Vou lá muito, à loja deles. Têm sempre mil merdinhas que, se não fazem falta, passam imediatamente a fazer. Outro dia, andava eu a deambular pelo espaço comercial asiático quando me deparei com os sutiãs da minha vida: sem aros, sem copas, sem elásticos, sem costuras. Vi os tamanhos e, dos que havia, só me servia o preto. Vai de preto nas meninas, que bem precisam de ser bem tratadas.

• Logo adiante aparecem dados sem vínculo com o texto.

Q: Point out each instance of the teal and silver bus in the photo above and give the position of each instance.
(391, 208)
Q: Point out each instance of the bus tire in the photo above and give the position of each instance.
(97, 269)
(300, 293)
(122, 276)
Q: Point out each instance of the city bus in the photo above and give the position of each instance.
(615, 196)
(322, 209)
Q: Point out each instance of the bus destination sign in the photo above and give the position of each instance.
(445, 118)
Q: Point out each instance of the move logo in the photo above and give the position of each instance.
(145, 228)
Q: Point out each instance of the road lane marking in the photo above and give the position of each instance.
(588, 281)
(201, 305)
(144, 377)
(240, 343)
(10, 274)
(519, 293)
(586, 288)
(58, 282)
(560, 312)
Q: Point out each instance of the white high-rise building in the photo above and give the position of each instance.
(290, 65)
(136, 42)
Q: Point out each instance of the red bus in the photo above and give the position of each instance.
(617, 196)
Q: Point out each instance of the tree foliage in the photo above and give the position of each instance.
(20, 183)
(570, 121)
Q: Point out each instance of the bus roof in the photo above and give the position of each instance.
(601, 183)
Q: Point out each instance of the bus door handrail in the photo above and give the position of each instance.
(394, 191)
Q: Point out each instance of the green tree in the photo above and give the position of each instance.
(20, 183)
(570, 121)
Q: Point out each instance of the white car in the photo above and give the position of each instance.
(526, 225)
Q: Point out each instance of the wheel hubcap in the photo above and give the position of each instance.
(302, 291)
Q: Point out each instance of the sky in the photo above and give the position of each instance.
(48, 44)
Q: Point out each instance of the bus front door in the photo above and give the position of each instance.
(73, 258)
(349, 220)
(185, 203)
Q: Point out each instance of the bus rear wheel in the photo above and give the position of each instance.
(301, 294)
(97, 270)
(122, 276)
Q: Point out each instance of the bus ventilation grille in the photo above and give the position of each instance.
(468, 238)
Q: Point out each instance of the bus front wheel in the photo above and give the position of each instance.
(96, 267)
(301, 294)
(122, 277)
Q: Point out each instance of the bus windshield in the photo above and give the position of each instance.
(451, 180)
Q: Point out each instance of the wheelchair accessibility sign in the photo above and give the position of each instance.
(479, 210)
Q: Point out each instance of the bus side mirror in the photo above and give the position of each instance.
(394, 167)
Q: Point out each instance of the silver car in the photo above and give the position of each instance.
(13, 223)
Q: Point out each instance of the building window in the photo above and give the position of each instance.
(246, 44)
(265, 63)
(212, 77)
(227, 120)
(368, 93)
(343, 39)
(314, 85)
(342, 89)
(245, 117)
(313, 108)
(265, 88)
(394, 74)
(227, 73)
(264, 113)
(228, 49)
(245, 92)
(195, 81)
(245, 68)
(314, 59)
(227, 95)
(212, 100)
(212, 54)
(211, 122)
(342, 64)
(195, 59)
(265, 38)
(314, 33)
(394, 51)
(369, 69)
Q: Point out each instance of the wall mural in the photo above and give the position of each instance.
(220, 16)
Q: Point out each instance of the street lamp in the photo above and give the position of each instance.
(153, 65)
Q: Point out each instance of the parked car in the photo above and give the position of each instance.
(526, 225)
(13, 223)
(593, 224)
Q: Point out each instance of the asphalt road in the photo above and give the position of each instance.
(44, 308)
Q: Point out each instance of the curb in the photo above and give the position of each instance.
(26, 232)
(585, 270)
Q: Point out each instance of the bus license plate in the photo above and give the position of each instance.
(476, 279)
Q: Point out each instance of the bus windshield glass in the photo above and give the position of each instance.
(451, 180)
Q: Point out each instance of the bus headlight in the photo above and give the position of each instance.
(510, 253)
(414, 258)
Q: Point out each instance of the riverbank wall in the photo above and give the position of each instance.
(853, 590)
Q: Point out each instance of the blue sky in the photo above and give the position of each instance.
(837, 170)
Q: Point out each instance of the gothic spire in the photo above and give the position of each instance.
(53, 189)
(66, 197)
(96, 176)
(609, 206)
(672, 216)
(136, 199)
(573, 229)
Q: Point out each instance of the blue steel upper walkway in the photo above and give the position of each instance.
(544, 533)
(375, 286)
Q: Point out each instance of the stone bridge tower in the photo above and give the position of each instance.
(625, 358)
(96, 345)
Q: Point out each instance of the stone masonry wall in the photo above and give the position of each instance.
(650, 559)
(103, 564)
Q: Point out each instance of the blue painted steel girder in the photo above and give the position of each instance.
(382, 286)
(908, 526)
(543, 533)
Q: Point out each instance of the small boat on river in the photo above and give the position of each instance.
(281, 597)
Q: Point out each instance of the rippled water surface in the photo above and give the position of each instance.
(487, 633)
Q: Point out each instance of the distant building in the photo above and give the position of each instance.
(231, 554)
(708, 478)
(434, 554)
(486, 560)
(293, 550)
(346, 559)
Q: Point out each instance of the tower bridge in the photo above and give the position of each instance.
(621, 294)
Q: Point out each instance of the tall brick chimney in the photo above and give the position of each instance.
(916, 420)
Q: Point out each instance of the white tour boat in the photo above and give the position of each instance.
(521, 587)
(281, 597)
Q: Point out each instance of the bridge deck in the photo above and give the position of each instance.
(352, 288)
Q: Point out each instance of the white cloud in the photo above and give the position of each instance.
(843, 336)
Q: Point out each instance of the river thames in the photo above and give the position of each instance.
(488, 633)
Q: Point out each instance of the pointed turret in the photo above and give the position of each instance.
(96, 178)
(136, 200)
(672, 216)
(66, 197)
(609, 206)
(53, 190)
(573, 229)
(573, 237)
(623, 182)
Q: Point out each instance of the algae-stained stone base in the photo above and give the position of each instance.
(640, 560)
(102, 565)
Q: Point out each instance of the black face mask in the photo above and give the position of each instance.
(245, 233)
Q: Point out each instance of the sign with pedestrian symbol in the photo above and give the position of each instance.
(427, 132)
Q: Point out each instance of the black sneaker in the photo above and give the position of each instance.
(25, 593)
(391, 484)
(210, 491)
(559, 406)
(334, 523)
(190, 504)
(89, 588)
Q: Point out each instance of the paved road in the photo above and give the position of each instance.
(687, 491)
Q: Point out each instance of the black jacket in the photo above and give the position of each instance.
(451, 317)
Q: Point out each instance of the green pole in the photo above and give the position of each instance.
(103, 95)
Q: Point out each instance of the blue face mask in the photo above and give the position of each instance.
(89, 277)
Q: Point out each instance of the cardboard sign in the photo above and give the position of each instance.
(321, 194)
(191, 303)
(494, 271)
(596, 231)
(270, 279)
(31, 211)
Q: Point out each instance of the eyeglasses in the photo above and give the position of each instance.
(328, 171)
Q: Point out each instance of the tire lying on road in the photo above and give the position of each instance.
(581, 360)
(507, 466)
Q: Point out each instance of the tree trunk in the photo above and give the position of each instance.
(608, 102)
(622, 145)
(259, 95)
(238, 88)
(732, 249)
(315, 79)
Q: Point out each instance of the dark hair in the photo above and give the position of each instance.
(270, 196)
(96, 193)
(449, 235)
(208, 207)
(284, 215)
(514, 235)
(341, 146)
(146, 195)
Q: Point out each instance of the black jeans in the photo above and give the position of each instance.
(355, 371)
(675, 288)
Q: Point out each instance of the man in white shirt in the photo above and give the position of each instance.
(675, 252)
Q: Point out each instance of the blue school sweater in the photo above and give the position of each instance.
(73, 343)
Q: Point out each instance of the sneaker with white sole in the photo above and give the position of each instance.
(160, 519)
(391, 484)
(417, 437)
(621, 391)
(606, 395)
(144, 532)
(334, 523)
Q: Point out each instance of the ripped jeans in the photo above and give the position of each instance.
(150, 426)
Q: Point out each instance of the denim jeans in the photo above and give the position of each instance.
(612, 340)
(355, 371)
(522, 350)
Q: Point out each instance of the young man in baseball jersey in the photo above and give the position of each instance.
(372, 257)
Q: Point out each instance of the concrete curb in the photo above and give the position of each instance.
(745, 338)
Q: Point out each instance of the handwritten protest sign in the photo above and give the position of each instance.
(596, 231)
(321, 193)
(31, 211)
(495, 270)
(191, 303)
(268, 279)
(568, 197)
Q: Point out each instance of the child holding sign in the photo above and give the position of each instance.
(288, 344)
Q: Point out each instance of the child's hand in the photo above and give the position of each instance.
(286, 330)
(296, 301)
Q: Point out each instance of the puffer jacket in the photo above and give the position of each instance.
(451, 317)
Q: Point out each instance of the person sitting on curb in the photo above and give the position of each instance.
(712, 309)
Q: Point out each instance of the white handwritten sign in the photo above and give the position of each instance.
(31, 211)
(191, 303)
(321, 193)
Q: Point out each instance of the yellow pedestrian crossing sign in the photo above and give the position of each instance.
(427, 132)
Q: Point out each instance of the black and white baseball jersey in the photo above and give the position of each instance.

Gostámos tanto da peça de lingerie, que vai de comprar as duas outras cores básicas: bege e branco. Entro na loja, faço sinal à chinesa que venha comigo e ela hi-hi-hi, lá me acompanha até ao recanto das intimidades. Pergunto pelas cores, ela hi-hi-hi, apercebo-me de que não há o meu tamanho, aproveito para perguntar se dá para tirar as duas almofadas, e ela, como não percebe um boi, apesar de eu ter gesticulado, grita, enquanto simula com as duas mãos dois enormes peitos: “Glande!”. E mais dez hi-hi-his, os ombros encolhidos até lhe desaparecer o pescoço, um toque solidário no meu braço e eu: “Gostaria ao máximo de não ter que discutir sutiãs com o seu marido, mas apercebo-me de que tal é impossível”. O que a doida riu.
Foi só chegar ao balcão, dizer o que queria e, passados dias, já lá, e depois cá cantavam os ditos suportes. O homem não se riu vez nenhuma, mas, em compensação, também não chorou.